Vingt-deux ans après avoir «interdit d’interdire», Françoise, qui fête alors ses 40 ans, réalise une formation pour tailler les arbres fruitiers. C’est la révélation : elle enchaîne les stages et s’apprête à devenir une professionnelle de l’arboriculture quand naît sa fille. Jugeant l’école maternelle trop «brutale», elle choisit d’arrêter de travailler pour garder son enfant auprès d’elle jusqu’aux six ans de la petite. Le temps passe et l’écolo des premiers jours finit par trouver un emploi aidé à la Fédération des conseils de parents d’élèves (FCPE), un contrat qui ne dure que quelques années.
En parallèle, Françoise commence à militer auprès de l’antenne de FNE à Lisle-sur-Tarn, où elle habite désormais. Quant à trouver un poste fixe, cela relève du parcours du combattant. À l’époque, Françoise a près de 60 ans et les emplois en tant qu’arboricultrice dans sa commune se font rares. «À Pôle emploi, on me proposait des postes de bûcheron. C’est ridicule, je n’ai jamais utilisé une tronçonneuse de ma vie», sourit-elle. Elle finit par renoncer à l’idée de retrouver du travail malgré la perspective d’une retraite minuscule (environ 400 euros par mois) et s’engage à corps perdu dans la lutte pour la préservation de l’environnement. «Je n’ai pu le faire que parce que mon mari a continué de travailler et touche désormais une meilleure retraite que la mienne. D’ailleurs, il est à mes côtés dans tous mes combats», tient-elle à rappeler.
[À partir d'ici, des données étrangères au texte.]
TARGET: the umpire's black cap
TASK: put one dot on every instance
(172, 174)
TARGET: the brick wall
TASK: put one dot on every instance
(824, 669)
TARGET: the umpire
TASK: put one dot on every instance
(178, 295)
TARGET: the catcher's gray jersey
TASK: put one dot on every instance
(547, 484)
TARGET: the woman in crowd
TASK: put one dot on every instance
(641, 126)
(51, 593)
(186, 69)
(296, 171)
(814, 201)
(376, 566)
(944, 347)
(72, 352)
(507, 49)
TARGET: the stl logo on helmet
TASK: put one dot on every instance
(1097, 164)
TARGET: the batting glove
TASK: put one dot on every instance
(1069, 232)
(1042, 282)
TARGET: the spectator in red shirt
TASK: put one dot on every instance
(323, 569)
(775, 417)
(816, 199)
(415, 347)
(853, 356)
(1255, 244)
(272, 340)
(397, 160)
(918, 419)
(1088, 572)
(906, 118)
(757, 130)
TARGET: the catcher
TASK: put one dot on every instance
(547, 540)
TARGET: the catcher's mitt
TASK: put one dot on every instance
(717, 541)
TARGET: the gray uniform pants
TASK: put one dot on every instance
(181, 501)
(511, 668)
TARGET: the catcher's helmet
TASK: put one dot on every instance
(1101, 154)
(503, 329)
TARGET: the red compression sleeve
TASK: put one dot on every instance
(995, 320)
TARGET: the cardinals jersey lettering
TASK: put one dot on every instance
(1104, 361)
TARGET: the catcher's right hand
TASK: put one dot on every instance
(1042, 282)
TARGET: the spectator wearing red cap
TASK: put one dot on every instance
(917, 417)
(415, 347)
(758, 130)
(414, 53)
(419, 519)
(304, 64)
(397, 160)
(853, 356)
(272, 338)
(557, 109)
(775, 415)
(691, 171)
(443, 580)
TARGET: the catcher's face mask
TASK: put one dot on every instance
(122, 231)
Aujourd’hui, la septuagénaire se verrait bien habiter ailleurs que dans le Sud de la France, où les étés promettent d’être de plus en plus étouffants. La Bretagne, où elle a passé toutes ses vacances d’enfance, lui tend les bras. Et à Sivens alors, qui s’occupera de défendre les zones humides ? «Oh, vous savez, il y a des tas de gens qui sont mobilisés et puis, glisse-t-elle, je ne suis pas irremplaçable».